Cuaderno de pantalla que empezó a finales de marzo del año 2010, para hablar de poesía, y que luego se fue extendiendo a todo tipo de actividades y situaciones o bien conectadas (manuscritos, investigación, métrica, bibliotecas, archivos, autores...) o bien más alejadas (árboles, viajes, gentes...) Y finalmente, a todo, que para eso se crearon estos cuadernos.

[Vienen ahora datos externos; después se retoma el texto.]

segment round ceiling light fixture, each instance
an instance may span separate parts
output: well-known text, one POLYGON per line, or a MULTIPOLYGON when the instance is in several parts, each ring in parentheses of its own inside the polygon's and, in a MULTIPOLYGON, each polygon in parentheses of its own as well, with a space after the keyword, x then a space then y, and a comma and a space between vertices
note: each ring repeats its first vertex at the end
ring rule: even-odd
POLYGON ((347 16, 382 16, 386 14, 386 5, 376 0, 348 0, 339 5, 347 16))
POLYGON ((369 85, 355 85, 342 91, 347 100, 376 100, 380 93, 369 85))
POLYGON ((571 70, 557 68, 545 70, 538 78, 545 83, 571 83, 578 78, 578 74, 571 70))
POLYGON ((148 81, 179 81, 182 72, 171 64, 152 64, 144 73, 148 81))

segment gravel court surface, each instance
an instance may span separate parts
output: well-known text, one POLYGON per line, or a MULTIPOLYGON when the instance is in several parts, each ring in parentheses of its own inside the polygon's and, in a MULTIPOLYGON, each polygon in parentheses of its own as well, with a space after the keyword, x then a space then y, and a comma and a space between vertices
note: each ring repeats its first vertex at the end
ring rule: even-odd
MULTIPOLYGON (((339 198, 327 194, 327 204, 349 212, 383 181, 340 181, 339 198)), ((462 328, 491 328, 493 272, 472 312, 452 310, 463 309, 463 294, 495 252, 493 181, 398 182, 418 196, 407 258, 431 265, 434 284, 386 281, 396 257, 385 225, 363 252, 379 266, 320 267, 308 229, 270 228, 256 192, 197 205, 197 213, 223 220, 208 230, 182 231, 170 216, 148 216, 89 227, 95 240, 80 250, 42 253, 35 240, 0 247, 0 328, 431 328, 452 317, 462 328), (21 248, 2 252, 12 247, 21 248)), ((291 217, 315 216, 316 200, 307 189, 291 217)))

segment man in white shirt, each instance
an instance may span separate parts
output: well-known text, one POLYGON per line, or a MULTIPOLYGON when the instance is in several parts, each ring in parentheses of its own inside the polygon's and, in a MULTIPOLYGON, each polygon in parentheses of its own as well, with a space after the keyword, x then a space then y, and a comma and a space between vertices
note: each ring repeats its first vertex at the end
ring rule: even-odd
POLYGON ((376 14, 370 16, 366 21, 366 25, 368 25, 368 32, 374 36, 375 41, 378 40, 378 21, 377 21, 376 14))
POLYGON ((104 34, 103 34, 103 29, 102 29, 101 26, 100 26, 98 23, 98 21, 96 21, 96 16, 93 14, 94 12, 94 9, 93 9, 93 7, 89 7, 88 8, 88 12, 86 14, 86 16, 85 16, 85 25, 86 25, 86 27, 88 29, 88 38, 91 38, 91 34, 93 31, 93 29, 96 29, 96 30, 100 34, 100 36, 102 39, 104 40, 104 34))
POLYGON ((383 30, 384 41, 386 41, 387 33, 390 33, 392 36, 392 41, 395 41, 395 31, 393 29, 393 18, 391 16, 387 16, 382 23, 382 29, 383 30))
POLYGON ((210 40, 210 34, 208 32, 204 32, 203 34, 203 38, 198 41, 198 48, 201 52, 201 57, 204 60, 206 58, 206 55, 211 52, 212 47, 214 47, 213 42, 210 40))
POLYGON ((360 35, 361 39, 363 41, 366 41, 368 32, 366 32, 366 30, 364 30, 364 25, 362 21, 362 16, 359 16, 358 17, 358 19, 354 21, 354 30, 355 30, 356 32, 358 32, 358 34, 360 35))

Amigos, colegas, lectores con los que comparto el cuaderno

jueves, 21 de mayo de 2015

Disquisiciones del jardinero. Que por mayo era por mayo


Campo de toronji
Trepa la glicinia por el hórreo


La primera foto inmediata de arriba muestra, de modo algo dramático, lo que ha pasado con el arce dorado, una de las joyas de un jardín norteño, cabe Cedeira, mar por medio de Nueva York:  se ha secado, en lo mejor de su edad (tendría unos diez años) y ha dejado, como mostraré enseguida una rama, un brazo lateral, que no se sabe muy bien lo que pide. No hay que engañarse con el arbusto seco que detrás se encarama por la escalera del hórreo –auténtico, con sus lajas de piedra–, ya que se trata de una buganvilla, de floración muy tardía y que ya tenía botones. Detrás de la buganvilla, la deutzia, que habrá florecido en abril, a mediados, se ha quedado como una gran mata verde, con algunas flores blancas, todavía, casi a ras del suelo. Los otros verdes más abultados son, a la derecha del que mira, un árbol de júpiter, que lucirá color en otoño; y a la izquierda, una camelia de flor roja, que ya terminó su floración, como suele ser normal. Para que la disquisición del jardinero se complete, he aquí la foto del arce dorado, mejor, de la rama que ha sobrevivido. Lo que hay detrás es una glicinia o glicina (se dice de las dos maneras) que habré de cortar para que no derribe el hórreo.

La rama dorada del arce
Se paliará la pena admirando la floración de las celindas, que han ocupado fachadas y cuyos ramos han dado olor a las habitaciones; son mayores que las madrileñas del Retiro y alcanzan, también típico de este lugar, una altura exagerada, hasta el punto de que asoman por encima de los tejados.

celindas en la fachada


El lugar y la casa parece nevado, porque a las celindas se han unido los manzanos, que andan sin podar y no darán más que nieve, en algunos casos agobiados por los árboles autóctonos, sobre todo por un inmenso castaño de un ferrado hacia el que mira la casa, antes de mirar al valle de Santalla.
El blanco tiene su expresión más exquisita en el camelio de flor doble, que está siendo avasallado por un avellano, que habré de podar (no me ha dado tiempo). Los avellanos necesitan humedad, y en esta tierra crecen soberbios.


La flor del manzano
También es blanca –hay dos variedades, la que muestro es la blanca y no la negra– la flor del saúco, uno de esos árboles autóctonos que crece por doquier, como el laurel, y se llena de coronas bien olientes, y mágicas, al decir de la tradición. Es inútil podarlo, renace siempre; solo se puede controlar, por ejemplo para que no se quede con todo el sol que tiene que llegar a los limoneros, de los pocos que en este año de heladas han dado fruto, porque los planté al abrigo de las tormentas que los hombres del tiempo nos traen desde las Azores, y que yo veo llegar y pasar camino de los secarrales de Castilla. Y obsérvese que detrás del limonero se levanta una higuera pequeña: la derribó el temporal hace unos años y ya está creciendo con fruto; me dicen los labradores que para junio será la primera cosecha, manjar de cuervos y otras aves.

El saúco

Canelias
Y claro que hay notas de color: las fucsias, rosas, el amarillo del jazmín de invierno..., pero sobre todo la gama de flores silvestres, que han estallado por todos lados.

Fucsia (capullo)


Al margen de la floración, que anda de travesía (secaron las lilas y las azaleas, no han llegado las hortensias ni el heliotropo, trasiegan los jeranios...), lo más llamativo ha sido el crecimiento de árboles y plantas trepadoras: los enhebros, el tejo dorado, los campos de toronjil ("melisa", ahora), los laureles, el estramonio, las variedades de pinos –el que mejor va, aquel del que robé un esqueje en el jardín de Carreira–, el mirto, los abruños, las tuyas, la aucuba, las olorosas (romero, lavanda, etc.), y entre ellos la parra que ya ha alcanzado el tejado y está tapando las ventanas.





El viajero discurre y discurre, pero no tiene tiempo para ordenar huerto y jardín. Por eso discurre, lo cuenta y se lamenta. Dentro de poco ha de irse a lejas tierras, otra vez.